I punti chiave
«La denuclearizzazione sta procedendo». Prima di imbarcarsi sul nuovo Air Force One ricevuto in dono dal Qatar, e del quale si dice «entusiasta», Donald Trump rilancia il suo ottimismo per i negoziati indiretti in corso con l'Iran proprio a Doha, la capitale dell'Emirato che un anno fa ha concesso al leader statunitense il lussuoso e controverso dono e dove ieri gli inviati Witkoff e Kushner hanno incontrato il primo ministro Mohammed Al Thani, al lavoro come mediatore, insieme al Pakistan, per un accordo di lungo termine con Teheran.

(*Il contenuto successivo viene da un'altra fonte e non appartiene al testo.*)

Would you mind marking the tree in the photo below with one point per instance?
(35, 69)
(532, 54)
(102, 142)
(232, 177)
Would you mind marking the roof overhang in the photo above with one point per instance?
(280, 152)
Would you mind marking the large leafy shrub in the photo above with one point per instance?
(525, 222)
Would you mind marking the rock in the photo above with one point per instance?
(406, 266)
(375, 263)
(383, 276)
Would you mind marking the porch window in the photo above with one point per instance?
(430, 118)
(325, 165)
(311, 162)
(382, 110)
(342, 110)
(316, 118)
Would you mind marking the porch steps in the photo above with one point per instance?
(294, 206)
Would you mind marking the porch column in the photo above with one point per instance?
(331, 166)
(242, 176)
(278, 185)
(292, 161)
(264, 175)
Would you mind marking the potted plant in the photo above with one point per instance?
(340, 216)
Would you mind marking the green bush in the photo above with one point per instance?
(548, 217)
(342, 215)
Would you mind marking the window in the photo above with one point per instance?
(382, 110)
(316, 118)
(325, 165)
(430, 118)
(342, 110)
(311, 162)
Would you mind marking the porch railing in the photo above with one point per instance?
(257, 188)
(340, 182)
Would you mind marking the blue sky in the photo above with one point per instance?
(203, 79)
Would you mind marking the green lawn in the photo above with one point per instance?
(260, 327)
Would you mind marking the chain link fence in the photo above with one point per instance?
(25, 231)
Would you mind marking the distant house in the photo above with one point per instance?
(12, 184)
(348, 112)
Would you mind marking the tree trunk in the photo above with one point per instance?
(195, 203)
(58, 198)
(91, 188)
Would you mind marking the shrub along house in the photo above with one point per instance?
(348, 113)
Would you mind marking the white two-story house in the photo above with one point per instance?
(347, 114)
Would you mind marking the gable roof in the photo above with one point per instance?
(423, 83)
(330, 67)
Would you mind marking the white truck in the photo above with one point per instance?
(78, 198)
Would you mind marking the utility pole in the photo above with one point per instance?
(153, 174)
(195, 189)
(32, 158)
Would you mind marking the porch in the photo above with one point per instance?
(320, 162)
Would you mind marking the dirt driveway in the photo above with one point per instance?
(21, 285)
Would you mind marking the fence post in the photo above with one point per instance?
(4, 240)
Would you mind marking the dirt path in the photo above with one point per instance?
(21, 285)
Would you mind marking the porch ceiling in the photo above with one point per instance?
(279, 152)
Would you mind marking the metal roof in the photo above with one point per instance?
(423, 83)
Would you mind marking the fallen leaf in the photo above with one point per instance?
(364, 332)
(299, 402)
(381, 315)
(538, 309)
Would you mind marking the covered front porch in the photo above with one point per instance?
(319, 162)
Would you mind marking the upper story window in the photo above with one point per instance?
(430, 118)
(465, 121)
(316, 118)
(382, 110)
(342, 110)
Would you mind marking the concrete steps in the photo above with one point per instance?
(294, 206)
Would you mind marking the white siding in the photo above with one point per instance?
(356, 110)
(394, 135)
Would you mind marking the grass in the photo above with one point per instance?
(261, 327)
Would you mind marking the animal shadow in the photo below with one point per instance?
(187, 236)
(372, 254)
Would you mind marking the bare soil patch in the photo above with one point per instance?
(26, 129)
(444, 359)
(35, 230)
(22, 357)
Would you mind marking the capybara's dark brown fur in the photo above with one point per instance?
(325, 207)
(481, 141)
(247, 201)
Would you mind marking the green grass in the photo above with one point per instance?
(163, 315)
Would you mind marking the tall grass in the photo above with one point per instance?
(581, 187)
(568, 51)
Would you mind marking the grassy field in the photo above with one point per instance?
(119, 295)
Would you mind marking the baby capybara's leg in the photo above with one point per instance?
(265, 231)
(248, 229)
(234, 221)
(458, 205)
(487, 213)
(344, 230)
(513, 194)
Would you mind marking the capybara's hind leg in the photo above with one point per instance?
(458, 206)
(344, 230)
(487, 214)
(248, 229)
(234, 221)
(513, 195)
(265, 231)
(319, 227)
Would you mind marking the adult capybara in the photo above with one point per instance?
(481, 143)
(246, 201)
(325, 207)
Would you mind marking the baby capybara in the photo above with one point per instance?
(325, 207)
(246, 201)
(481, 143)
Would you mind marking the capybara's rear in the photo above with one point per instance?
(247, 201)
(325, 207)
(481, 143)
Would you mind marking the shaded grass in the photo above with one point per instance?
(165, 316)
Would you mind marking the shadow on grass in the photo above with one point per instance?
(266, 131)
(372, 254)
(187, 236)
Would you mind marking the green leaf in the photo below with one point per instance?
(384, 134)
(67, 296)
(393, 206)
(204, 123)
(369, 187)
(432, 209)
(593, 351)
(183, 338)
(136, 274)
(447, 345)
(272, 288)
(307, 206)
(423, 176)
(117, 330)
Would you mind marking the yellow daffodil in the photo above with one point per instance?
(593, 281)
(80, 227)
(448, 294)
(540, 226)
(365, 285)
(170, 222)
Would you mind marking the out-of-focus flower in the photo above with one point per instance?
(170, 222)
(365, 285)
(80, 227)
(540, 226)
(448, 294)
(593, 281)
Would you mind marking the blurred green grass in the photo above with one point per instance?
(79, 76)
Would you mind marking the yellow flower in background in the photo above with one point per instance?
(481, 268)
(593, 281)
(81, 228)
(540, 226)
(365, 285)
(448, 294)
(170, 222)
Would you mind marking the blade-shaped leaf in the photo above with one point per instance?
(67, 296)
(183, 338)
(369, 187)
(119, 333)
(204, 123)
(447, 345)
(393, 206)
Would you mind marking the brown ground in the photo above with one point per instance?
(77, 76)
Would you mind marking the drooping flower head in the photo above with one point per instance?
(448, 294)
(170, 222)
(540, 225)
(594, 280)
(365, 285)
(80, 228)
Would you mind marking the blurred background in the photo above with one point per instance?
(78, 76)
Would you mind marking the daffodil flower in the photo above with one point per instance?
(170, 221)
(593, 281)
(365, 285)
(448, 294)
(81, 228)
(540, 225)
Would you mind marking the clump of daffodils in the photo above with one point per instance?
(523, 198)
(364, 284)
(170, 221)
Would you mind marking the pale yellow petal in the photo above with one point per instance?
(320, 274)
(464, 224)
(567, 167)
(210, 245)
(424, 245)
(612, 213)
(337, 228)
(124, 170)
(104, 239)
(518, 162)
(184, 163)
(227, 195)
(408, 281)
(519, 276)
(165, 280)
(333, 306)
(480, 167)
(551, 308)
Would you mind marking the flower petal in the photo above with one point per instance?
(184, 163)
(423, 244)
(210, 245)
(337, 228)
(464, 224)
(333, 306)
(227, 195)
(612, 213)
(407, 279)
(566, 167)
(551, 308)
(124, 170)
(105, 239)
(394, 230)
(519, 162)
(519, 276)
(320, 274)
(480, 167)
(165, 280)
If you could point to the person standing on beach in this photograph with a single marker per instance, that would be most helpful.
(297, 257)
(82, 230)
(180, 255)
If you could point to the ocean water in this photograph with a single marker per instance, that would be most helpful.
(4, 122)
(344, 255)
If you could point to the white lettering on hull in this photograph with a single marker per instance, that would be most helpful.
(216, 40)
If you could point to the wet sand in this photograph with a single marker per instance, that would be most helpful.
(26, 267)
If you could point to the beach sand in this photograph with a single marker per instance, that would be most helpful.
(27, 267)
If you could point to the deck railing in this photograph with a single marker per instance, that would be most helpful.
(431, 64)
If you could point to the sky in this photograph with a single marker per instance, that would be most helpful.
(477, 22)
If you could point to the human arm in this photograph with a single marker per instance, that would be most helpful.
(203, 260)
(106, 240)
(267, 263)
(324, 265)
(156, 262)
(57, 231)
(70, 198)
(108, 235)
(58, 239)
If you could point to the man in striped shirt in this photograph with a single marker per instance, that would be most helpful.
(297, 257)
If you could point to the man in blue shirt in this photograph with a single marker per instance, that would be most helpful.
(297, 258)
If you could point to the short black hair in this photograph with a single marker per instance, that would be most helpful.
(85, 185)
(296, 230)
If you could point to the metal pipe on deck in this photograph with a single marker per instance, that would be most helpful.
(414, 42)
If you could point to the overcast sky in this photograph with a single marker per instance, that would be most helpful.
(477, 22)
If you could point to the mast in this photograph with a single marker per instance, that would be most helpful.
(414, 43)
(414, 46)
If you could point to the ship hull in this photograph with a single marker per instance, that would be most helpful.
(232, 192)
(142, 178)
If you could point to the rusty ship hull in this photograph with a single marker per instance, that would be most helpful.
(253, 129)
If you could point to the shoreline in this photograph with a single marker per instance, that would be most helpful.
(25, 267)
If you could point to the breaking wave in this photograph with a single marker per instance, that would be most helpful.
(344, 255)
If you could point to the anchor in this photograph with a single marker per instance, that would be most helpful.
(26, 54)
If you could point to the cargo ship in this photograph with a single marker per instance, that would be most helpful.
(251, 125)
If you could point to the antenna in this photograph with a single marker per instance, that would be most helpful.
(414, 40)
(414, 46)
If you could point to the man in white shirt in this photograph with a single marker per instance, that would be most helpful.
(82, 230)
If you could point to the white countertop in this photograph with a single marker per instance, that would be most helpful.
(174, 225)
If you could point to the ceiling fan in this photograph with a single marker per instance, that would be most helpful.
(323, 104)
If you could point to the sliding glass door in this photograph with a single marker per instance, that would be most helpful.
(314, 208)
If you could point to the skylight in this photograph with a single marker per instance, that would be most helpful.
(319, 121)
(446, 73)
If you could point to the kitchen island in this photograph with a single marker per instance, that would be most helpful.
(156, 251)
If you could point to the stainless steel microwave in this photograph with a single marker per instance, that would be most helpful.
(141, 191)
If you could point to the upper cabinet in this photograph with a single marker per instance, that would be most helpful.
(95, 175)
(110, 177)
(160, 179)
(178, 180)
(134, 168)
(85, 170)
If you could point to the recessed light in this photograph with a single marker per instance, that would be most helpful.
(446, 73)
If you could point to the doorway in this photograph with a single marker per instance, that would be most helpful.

Il tycoon pare abbia valutato il ritorno a una guerra totale contro l'Iran, ma continua a preferire al momento la via diplomatica. «Li abbiamo colpiti duramente per tre notti, come sapete, ma stiamo andando molto d'accordo, la chiamo denuclearizzazione», insiste il presidente, che sul tema centrale dei colloqui ribadisce: «L'Iran non può avere un'arma nucleare». Nonostante gli auspici, le distanze di vedute fra Washington e Teheran sulle questioni cruciali oggetto dei negoziati restano ampie, tanto che la Casa Bianca è consapevole di come le trattative potrebbero protrarsi oltre i 60 giorni previsti dal memorandum d'intesa siglato il 18 giugno e sul quale sarà istituito «entro oggi» un canale di comunicazione per segnalarne le violazioni.
NUCLEARE
La Repubblica islamica torna a ripetere tramite il capo-negoziatore Mohammad Ghalibaf che «l'arricchimento dell'uranio per fini civili non è negoziabile» ed è un «diritto legittimo e inalienabile» dell'Iran. Quale sarà il punto di caduta fra i due Paesi è ancora presto da dirsi. Il vicepresidente Usa, JD Vance, spiega che «abbiamo delle opzioni se l'Iran tenta di ricostruire il suo programma nucleare, ma non sganceremo bombe inutilmente». Il tema si intreccia inevitabilmente con le questioni finanziarie: la restituzione e lo sblocco di diversi miliardi di dollari di beni iraniani congelati all'estero dalle sanzioni americane.
BENI CONGELATI
Dopo che l'Iran ha posto lo sblocco degli asset come condizione per poter procedere nei colloqui, un'intesa si sarebbe trovata su 6 miliardi di dollari di fondi congelati in Qatar, che la Repubblica islamica potrà utilizzare per acquistare beni di sua necessità, secondo il viceministro degli Esteri iraniano, Kazem Gharibabadi.
HORMUZ
Il passaggio dallo Stretto resta questione scottante. Si lavora alla proposta dell'Oman, che prevede il pagamento di un pedaggio. Ma gli inviati americani stanno cercando di convincere Teheran che la richiesta di pagamenti potrebbe far saltare l'accordo. Per la prossima settimana, tuttavia, secondo Axios le parti avrebbero concordato di mantenere la calma a Hormuz «per lavorare in un ambiente produttivo, senza missili che volano». Il blocco dello Stretto ha condizionato fortemente anche le relazioni fra Stati Uniti e Arabia Saudita, fra Trump e il principe ereditario Mohammad Bin Salman (Mbs), al punto che, secondo il Wsj, Washington starebbe meditando il ritiro o il ridimensionamento delle truppe dopo che, per evitare scenari peggiori, Riad ha negato agli Usa l'utilizzo delle sue basi e dello spazio aereo per colpire l'Iran.
LIBANO
Il viceministro degli Esteri iraniano Kazem Gharibabadi ha discusso con il premier qatariota Al Thani le strategie per accelerare l'attuazione del primo punto della bozza d'intesa Usa-Iran: la fine delle ostilità, Libano incluso. Ma su questo fronte è lo scontro con Israele ad alzare la tensione. Non solo perché Tel Aviv non intende ritirarsi dal Sud del Libano. Ma anche perché Israele continua a dire che «se serve, tornerà a colpire l'Iran».
Teheran chiede a Trump di «tenere buoni i suoi cagnolini o la risposta sarà potente», promette vendetta «per il sangue del martire Khamenei» e contro le minacce all'attuale Guida Suprema, Mojtaba Khamenei, che il ministro della Difesa israeliano Katz dice essere «nel mirino». Israele ha approvato sanzioni contro decine di portafogli di criptovalute appartenenti ai pasdaran (più di 7 milioni di euro) e destinati a Hezbollah e altri gruppi terroristici.